Some animals defy description. Certain others make you doubt the architecture of evolutionary processes. That is, until you realize there is none.
The name Dugong(Dugong dugon) is derived from the the malay word duyung meaning “lady of the sea“. They are the only strictly herbivorous marine mammal with a rather vast range, being found throughout the east coast of Africa and going east all the way into the Pacific islands.
They are shaped like a bulbous torpedo to which is attached a vacuum-like mouth. At first glance, one wonders how they could have survived with a surfeit of predators patrolling all around them.
However, appearance are quite deceptive. Adult Dugongs are giants and are not easy to tackle except for great white sharks and killer whales. Also the dolphin-like tail that they possess, help in moving at rapid speeds in water.
Dugongs are related to manatees and are similar in appearance and behavior. Both are also genetically related to the elephant, although there is no similarity in appearance or behavior.
Female manatees usually give birth at 3 years and continue to do so every 2 – 3 years. Their pregnancy is a full year long. That is something quite akin to their cousin the elephant that have 18 month pregnancies. Due to their long lifespan (70 years) and slow rate of reproduction, and because dugongs continue to be hunted across their range, they are IUCN’s list of being vulnerable to extinction.
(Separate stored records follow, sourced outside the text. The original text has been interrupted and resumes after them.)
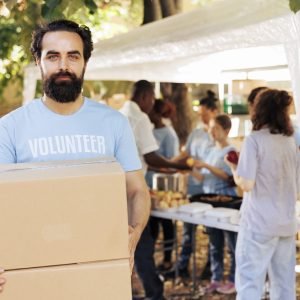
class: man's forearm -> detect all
[127,189,151,232]
[126,171,150,236]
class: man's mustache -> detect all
[51,71,77,80]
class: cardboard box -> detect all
[0,260,132,300]
[0,159,129,270]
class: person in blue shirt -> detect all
[146,99,179,271]
[191,114,237,294]
[0,20,150,285]
[166,90,219,278]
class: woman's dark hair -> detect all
[30,20,93,62]
[251,89,294,136]
[215,114,231,130]
[247,86,267,105]
[199,90,219,110]
[152,99,176,118]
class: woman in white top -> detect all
[226,89,299,300]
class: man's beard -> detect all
[42,70,84,103]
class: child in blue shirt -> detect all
[192,114,237,294]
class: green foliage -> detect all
[0,0,142,101]
[290,0,300,13]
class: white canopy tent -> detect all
[24,0,300,120]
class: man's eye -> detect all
[47,55,58,61]
[69,54,79,60]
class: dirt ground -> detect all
[132,222,300,300]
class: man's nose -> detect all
[59,58,69,71]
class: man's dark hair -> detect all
[251,89,294,136]
[30,20,93,62]
[215,114,231,130]
[131,80,154,102]
[199,90,219,111]
[247,86,267,105]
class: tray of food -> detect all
[189,194,243,209]
[150,190,189,210]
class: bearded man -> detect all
[0,20,150,291]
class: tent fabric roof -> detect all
[24,0,300,120]
[91,0,293,69]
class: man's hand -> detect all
[0,269,6,293]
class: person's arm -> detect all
[126,171,150,270]
[144,151,190,170]
[224,156,255,192]
[194,160,229,180]
[0,269,6,293]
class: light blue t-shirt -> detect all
[201,146,236,196]
[0,98,141,172]
[186,127,214,195]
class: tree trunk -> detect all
[143,0,194,145]
[142,0,162,25]
[160,0,177,18]
[174,0,183,12]
[161,82,194,146]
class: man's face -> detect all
[37,31,85,103]
[198,105,215,125]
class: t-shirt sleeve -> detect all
[134,115,158,155]
[237,135,258,180]
[164,132,179,158]
[296,150,300,194]
[115,117,142,172]
[215,148,236,176]
[185,132,194,155]
[0,118,16,164]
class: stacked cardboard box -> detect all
[0,159,131,300]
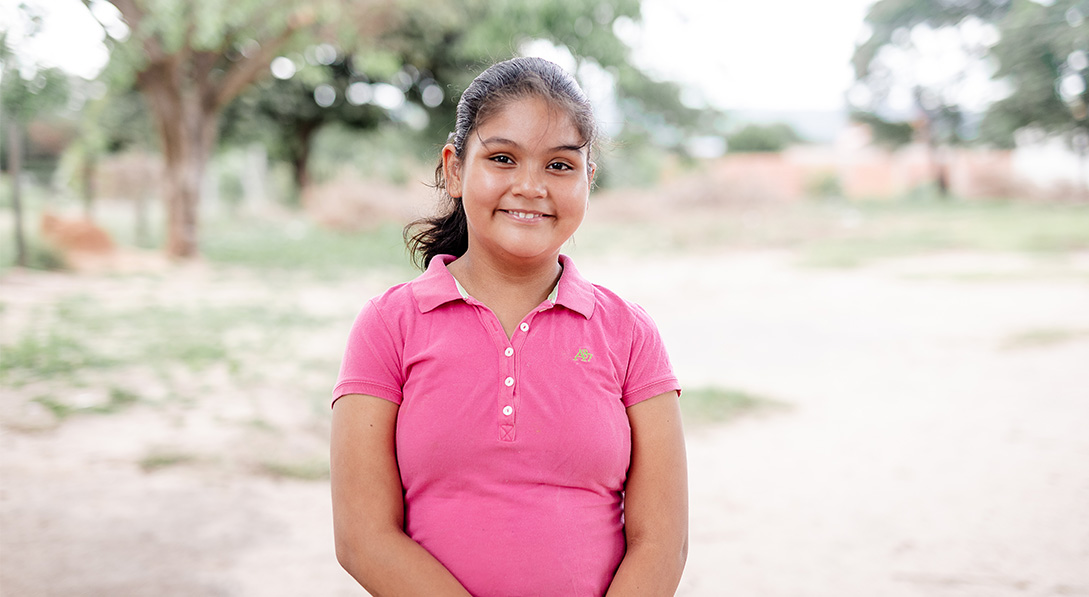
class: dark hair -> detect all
[404,58,597,269]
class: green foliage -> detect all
[853,0,1089,148]
[681,387,788,424]
[851,111,915,149]
[981,0,1089,147]
[726,123,802,153]
[0,295,331,392]
[224,0,714,192]
[260,459,329,480]
[204,221,408,277]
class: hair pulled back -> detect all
[404,58,597,269]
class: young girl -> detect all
[331,58,688,597]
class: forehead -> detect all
[473,95,586,146]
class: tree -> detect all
[981,0,1089,150]
[84,0,398,258]
[0,28,68,267]
[726,122,802,153]
[224,0,707,196]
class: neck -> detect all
[450,249,563,305]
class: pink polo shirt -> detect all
[333,255,680,597]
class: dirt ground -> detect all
[0,244,1089,597]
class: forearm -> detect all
[605,535,688,597]
[337,531,469,597]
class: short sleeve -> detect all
[622,305,681,407]
[332,301,404,404]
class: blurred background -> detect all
[0,0,1089,596]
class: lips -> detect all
[500,209,549,221]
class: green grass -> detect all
[137,450,198,473]
[259,459,329,480]
[681,387,790,425]
[33,387,140,421]
[0,294,331,388]
[799,200,1089,267]
[575,198,1089,267]
[200,220,411,278]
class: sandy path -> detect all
[592,249,1089,596]
[0,249,1089,597]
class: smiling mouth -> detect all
[500,209,549,221]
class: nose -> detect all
[512,168,548,199]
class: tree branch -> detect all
[209,11,315,110]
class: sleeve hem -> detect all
[621,377,681,409]
[330,379,402,405]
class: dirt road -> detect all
[0,253,1089,597]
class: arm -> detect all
[330,394,469,597]
[607,392,688,597]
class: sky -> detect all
[0,0,873,110]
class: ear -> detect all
[442,143,462,199]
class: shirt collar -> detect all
[412,255,596,319]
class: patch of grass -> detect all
[681,387,790,424]
[32,395,76,421]
[0,328,117,385]
[259,459,329,480]
[1002,328,1089,350]
[576,197,1089,267]
[138,450,197,473]
[33,387,140,421]
[200,220,411,278]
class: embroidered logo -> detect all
[572,349,594,363]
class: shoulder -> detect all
[591,283,657,333]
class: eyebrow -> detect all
[480,137,586,154]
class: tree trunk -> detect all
[8,117,27,267]
[138,64,218,259]
[79,147,98,222]
[291,120,322,197]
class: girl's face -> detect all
[442,96,594,261]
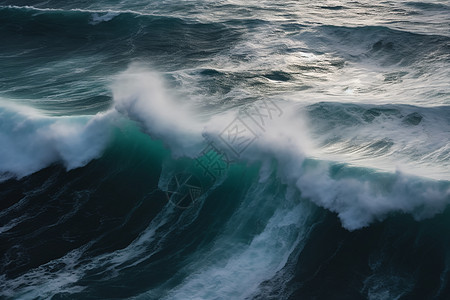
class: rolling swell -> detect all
[0,0,450,300]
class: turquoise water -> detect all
[0,0,450,299]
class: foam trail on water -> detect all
[109,69,450,230]
[0,102,114,180]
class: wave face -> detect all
[0,0,450,300]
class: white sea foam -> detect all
[114,69,450,230]
[0,101,113,179]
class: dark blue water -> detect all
[0,0,450,300]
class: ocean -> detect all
[0,0,450,300]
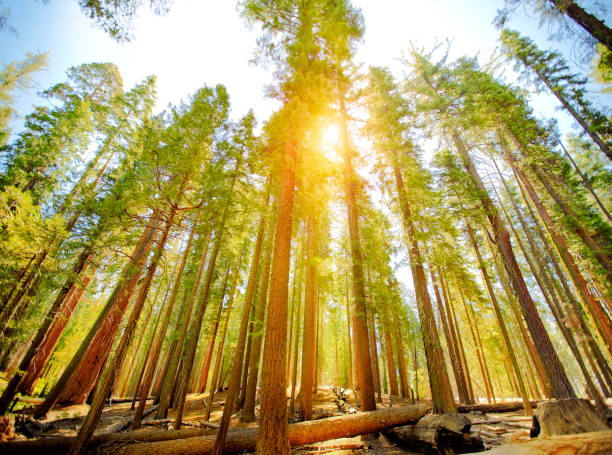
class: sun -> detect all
[321,123,340,161]
[323,123,340,147]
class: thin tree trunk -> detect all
[299,217,317,421]
[174,186,244,430]
[339,89,376,411]
[466,221,532,415]
[392,305,410,398]
[240,235,272,422]
[452,132,576,398]
[68,206,177,455]
[156,223,213,419]
[198,267,230,393]
[34,218,158,418]
[391,153,457,413]
[132,219,200,428]
[0,248,95,414]
[214,185,272,454]
[205,272,241,420]
[429,259,470,403]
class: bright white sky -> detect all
[0,0,592,127]
[0,0,608,296]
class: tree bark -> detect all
[68,205,177,455]
[452,132,575,398]
[466,221,532,415]
[34,218,158,418]
[240,232,272,422]
[339,89,376,411]
[214,185,272,454]
[132,219,200,428]
[103,403,431,455]
[391,154,457,413]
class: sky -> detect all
[0,0,608,129]
[0,0,609,296]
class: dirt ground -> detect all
[2,386,531,455]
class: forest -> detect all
[0,0,612,455]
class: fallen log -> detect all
[472,417,532,425]
[109,397,155,406]
[0,428,213,455]
[531,398,610,437]
[108,403,431,455]
[100,405,159,434]
[471,430,612,455]
[457,401,541,413]
[142,416,219,430]
[385,413,484,453]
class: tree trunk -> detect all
[429,259,470,403]
[240,230,272,422]
[289,232,306,419]
[466,221,532,415]
[452,132,575,398]
[34,218,158,418]
[156,222,213,419]
[174,188,239,430]
[214,185,272,454]
[68,205,176,455]
[299,217,317,421]
[0,247,95,414]
[103,404,431,455]
[339,89,376,411]
[203,265,240,428]
[132,219,200,428]
[506,152,612,360]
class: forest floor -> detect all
[0,386,584,455]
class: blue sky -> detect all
[0,0,608,135]
[0,0,608,294]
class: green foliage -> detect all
[0,52,49,146]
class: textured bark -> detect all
[392,307,410,398]
[115,292,155,397]
[555,139,612,224]
[368,309,382,403]
[385,413,484,454]
[34,221,158,418]
[339,92,376,411]
[495,182,606,412]
[532,398,610,437]
[505,132,612,354]
[214,185,270,453]
[459,289,492,403]
[391,151,457,413]
[251,137,297,455]
[0,248,93,414]
[452,132,575,398]
[383,309,399,395]
[429,261,470,403]
[466,222,532,415]
[156,227,212,419]
[174,191,239,430]
[434,267,475,404]
[240,235,272,422]
[203,266,240,425]
[345,274,353,389]
[68,205,176,455]
[132,219,199,428]
[289,235,305,418]
[106,404,431,455]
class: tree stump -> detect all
[531,398,609,437]
[385,413,484,454]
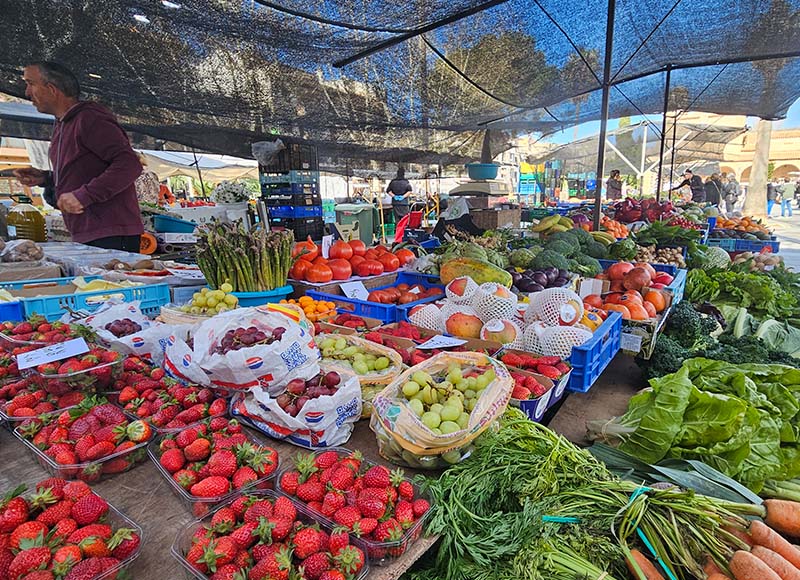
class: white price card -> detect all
[17,338,89,370]
[619,332,642,352]
[417,334,467,350]
[167,268,206,281]
[339,280,369,300]
[322,236,333,260]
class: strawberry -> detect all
[411,498,431,518]
[63,481,92,501]
[363,465,392,487]
[36,499,74,528]
[108,528,141,560]
[189,475,230,497]
[86,441,116,461]
[232,465,258,489]
[183,439,211,461]
[72,493,108,526]
[208,449,236,477]
[295,552,331,580]
[159,449,185,473]
[8,547,51,579]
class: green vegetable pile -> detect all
[594,358,800,492]
[197,221,294,292]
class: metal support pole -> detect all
[656,65,672,201]
[669,111,678,201]
[594,0,617,231]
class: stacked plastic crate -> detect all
[258,143,325,240]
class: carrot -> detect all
[730,550,781,580]
[750,520,800,567]
[626,550,664,580]
[750,546,800,580]
[722,526,755,548]
[764,499,800,537]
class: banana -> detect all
[531,214,561,232]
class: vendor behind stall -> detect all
[386,167,412,221]
[14,62,144,252]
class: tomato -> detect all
[356,260,383,276]
[306,264,333,283]
[378,252,400,272]
[394,248,417,266]
[347,240,367,256]
[289,260,311,280]
[328,240,353,260]
[292,236,319,262]
[328,258,353,280]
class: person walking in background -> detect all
[767,181,779,217]
[606,169,622,199]
[781,178,795,217]
[703,173,722,205]
[722,173,741,215]
[670,169,706,203]
[386,167,412,222]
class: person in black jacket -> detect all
[670,169,706,203]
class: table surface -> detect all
[0,421,435,580]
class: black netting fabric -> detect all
[0,0,800,165]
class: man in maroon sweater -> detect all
[15,62,144,252]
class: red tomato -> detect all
[328,240,353,260]
[347,240,367,256]
[356,260,383,276]
[306,264,333,283]
[289,260,311,280]
[378,252,400,272]
[328,258,353,280]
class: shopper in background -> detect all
[722,173,741,215]
[767,181,780,217]
[14,62,144,252]
[703,173,722,205]
[606,169,622,199]
[670,169,706,203]
[780,178,795,217]
[133,153,158,205]
[386,167,412,222]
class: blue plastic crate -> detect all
[0,276,170,321]
[0,301,25,322]
[269,205,322,218]
[567,312,622,393]
[306,282,444,324]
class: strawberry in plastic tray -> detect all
[172,491,369,580]
[148,417,279,517]
[113,356,228,433]
[0,477,142,580]
[14,397,153,482]
[35,346,125,393]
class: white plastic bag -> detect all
[193,308,320,394]
[231,368,361,449]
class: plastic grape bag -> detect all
[230,363,361,449]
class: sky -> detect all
[544,99,800,144]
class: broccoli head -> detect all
[530,248,569,270]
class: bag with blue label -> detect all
[230,363,361,449]
[192,307,320,395]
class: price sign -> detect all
[322,236,333,260]
[339,280,369,300]
[417,335,467,350]
[619,332,642,352]
[17,338,89,370]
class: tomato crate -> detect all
[567,312,622,393]
[306,283,444,324]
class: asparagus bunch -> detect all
[197,220,294,292]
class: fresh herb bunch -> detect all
[197,221,294,292]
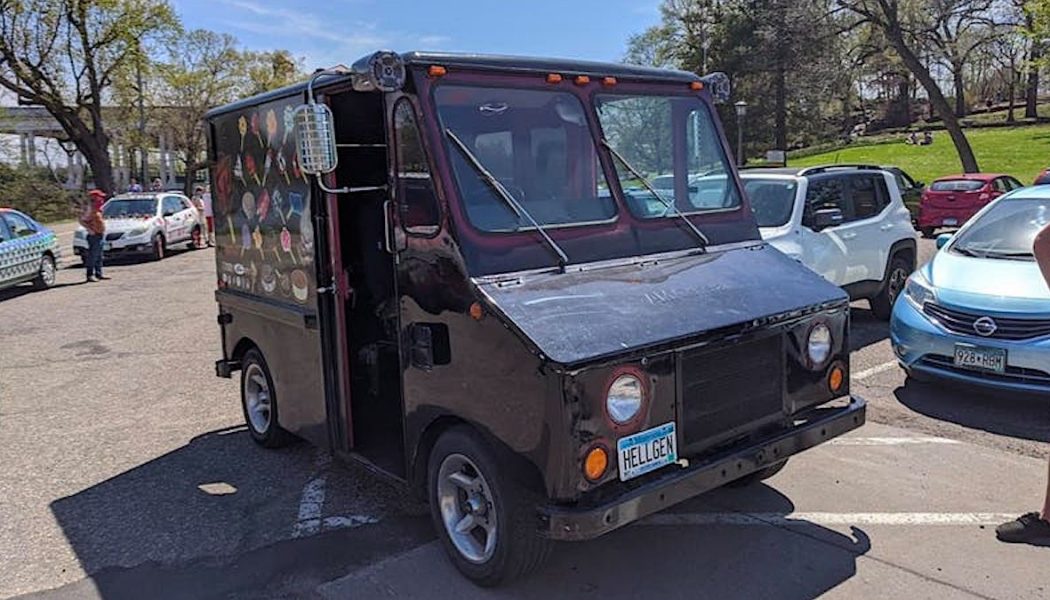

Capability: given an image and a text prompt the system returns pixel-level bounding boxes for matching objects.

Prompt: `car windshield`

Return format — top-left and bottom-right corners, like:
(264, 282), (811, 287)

(435, 84), (616, 231)
(595, 95), (740, 219)
(742, 177), (797, 227)
(102, 198), (156, 219)
(929, 180), (985, 191)
(951, 196), (1050, 261)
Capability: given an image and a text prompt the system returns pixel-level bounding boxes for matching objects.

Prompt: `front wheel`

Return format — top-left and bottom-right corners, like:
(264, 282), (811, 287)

(427, 427), (552, 586)
(33, 254), (56, 290)
(240, 348), (292, 448)
(870, 256), (911, 320)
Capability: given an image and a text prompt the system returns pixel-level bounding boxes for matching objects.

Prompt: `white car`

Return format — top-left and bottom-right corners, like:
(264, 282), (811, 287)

(740, 165), (917, 319)
(72, 191), (204, 261)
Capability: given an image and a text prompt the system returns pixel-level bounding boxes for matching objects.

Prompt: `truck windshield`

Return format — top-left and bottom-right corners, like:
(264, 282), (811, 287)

(435, 84), (616, 232)
(595, 95), (740, 219)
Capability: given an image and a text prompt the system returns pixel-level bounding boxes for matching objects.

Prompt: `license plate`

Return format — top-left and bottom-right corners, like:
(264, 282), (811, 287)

(616, 421), (678, 481)
(956, 344), (1006, 373)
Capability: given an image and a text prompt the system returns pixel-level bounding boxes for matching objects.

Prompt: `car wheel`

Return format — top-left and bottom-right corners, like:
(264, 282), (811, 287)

(726, 458), (788, 488)
(240, 348), (292, 448)
(870, 256), (911, 320)
(427, 427), (552, 586)
(151, 233), (168, 261)
(33, 254), (57, 290)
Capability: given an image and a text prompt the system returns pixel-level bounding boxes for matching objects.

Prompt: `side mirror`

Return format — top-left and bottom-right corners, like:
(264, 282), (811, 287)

(810, 208), (842, 231)
(294, 102), (339, 175)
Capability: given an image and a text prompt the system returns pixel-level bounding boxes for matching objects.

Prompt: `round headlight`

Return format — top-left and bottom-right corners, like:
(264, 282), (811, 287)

(605, 374), (645, 425)
(805, 323), (832, 367)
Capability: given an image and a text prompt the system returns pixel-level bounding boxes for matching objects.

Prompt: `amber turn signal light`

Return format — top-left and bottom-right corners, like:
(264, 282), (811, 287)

(584, 446), (609, 481)
(827, 365), (846, 393)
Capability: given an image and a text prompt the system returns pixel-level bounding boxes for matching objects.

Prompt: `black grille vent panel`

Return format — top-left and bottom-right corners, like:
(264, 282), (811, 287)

(678, 335), (783, 450)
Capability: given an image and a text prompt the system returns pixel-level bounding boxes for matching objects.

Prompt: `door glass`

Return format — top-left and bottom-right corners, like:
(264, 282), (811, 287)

(394, 99), (440, 234)
(3, 212), (37, 237)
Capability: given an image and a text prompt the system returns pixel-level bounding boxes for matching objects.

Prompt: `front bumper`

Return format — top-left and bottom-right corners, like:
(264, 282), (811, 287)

(541, 397), (866, 541)
(889, 298), (1050, 394)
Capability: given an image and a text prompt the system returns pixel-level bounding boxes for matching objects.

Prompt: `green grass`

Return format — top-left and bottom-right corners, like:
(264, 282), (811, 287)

(788, 125), (1050, 184)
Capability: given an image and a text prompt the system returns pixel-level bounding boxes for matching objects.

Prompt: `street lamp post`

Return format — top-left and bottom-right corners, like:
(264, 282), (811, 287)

(733, 100), (748, 167)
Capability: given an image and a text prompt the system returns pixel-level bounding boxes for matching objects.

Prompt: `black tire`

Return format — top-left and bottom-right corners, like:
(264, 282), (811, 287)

(33, 254), (58, 290)
(150, 233), (168, 261)
(426, 426), (553, 587)
(240, 348), (293, 448)
(869, 255), (915, 320)
(726, 458), (788, 488)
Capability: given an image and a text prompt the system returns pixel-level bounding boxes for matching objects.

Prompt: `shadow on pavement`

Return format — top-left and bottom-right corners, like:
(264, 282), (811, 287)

(37, 427), (433, 599)
(894, 377), (1050, 441)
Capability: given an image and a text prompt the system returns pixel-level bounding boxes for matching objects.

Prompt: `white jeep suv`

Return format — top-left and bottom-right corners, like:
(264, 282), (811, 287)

(740, 165), (917, 319)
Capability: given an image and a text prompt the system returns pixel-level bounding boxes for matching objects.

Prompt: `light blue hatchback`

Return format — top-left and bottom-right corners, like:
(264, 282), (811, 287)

(890, 185), (1050, 394)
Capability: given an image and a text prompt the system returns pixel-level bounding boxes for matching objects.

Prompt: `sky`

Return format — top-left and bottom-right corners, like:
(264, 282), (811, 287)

(172, 0), (659, 70)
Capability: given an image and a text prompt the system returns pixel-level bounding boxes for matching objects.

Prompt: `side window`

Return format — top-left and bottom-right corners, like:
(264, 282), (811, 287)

(843, 175), (889, 222)
(3, 212), (37, 237)
(394, 99), (441, 234)
(802, 178), (851, 223)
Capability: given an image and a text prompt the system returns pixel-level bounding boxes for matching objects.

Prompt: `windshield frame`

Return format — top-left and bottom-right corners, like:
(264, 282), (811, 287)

(589, 88), (750, 219)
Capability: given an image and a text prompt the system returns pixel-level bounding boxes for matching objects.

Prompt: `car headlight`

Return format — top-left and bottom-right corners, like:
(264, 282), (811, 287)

(605, 373), (645, 425)
(805, 323), (832, 367)
(904, 271), (937, 309)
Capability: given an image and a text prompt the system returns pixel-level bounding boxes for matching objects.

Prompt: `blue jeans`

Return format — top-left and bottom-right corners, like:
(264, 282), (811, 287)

(84, 233), (102, 277)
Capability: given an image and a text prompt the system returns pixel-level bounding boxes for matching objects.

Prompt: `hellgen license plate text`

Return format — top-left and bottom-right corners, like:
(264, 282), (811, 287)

(616, 422), (678, 481)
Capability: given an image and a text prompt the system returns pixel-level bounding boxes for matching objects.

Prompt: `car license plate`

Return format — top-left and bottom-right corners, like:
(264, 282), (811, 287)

(616, 421), (678, 481)
(956, 344), (1006, 373)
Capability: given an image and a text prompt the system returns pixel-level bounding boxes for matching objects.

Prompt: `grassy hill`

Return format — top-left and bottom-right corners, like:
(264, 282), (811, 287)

(788, 125), (1050, 184)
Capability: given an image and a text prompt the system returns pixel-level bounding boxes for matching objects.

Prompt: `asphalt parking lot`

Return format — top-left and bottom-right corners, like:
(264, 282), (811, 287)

(0, 229), (1050, 599)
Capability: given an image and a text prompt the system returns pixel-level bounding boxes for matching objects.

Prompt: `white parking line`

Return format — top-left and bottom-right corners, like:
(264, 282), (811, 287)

(851, 360), (897, 380)
(638, 512), (1021, 526)
(827, 437), (962, 446)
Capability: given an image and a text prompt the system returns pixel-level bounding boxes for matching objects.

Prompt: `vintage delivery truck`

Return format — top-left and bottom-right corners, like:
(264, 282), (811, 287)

(207, 51), (865, 585)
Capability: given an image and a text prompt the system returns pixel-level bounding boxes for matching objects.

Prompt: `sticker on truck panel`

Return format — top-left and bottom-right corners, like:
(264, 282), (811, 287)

(616, 421), (678, 481)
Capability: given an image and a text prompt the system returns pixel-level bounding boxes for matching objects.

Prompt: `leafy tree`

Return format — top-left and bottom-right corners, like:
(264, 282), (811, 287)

(0, 0), (177, 192)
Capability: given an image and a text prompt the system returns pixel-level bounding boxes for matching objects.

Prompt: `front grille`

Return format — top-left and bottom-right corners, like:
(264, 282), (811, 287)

(922, 303), (1050, 339)
(678, 335), (783, 451)
(920, 354), (1050, 388)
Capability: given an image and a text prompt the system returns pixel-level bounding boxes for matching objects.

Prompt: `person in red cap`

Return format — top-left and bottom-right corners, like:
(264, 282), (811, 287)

(80, 189), (109, 282)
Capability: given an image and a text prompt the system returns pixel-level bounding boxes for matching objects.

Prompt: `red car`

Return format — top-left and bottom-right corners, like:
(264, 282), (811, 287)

(918, 173), (1025, 237)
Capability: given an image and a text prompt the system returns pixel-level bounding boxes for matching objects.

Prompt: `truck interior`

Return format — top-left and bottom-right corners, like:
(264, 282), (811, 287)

(329, 90), (404, 475)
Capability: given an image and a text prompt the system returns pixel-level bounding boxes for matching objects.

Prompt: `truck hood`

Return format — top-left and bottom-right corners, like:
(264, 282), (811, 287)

(475, 244), (846, 365)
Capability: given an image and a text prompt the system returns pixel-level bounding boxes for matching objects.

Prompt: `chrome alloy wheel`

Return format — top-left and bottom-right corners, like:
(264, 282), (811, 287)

(244, 363), (273, 435)
(437, 454), (499, 564)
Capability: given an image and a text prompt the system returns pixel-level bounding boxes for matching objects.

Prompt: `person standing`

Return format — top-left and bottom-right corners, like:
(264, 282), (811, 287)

(995, 225), (1050, 545)
(80, 189), (109, 282)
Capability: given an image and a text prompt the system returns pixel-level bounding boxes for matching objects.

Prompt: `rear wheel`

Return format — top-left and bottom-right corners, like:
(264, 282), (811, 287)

(240, 348), (292, 448)
(869, 256), (911, 320)
(727, 458), (788, 488)
(150, 233), (168, 261)
(427, 427), (552, 586)
(33, 254), (57, 290)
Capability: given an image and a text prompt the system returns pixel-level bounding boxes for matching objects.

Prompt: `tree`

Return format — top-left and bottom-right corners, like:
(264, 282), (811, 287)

(0, 0), (177, 193)
(838, 0), (980, 172)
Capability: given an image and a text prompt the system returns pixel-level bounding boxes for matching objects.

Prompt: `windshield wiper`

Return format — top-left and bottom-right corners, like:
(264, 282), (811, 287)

(602, 139), (711, 250)
(445, 128), (569, 270)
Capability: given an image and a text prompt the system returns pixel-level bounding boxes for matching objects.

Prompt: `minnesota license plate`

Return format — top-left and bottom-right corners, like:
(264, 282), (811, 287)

Dugongs are bottom-feeders and graze on seagrass and aquatic plants. They usually rip the plant from the soil, swish it gently to remove sand, then eat it. They sometimes pick a number of plants before beginning to eat, stacking them in calm water near shore. They “walk” on their rear fins as they feed, leaving distinctive trails on the bottom. They are found only in shallow, coastal habitats, where they occur singly or in small herds of 3-5 members. Their dives are normally shorter than the manatees, lasting little more than a minute.
Sailors being rather starved for any human contact on long sea voyages have taken them for mermaids and many a seafarer’s tale is studded with references to them.
The Dugong had one relative in it’s family, the stellar sea cow, which was rather larger than it(25 – 30 ft.). They lived in the North Pacific and were found near Alaska and Russia.
It went extinct in the late 19th century. Some believe due to hunting. Not much is known about the behavior of Stellar’s sea cows. They also lived in shallow coastal water, feeding on vegetation, sometimes in very large groups.
Dugong are very vulnerable right now because local populations are endangered due to habitat loss and hunting. They can also become caught in fishing nets as by-catch and drown.
Let us hope the graceful ladies of the sea can find some respite from conservations efforts that are being aggressively launch to help them.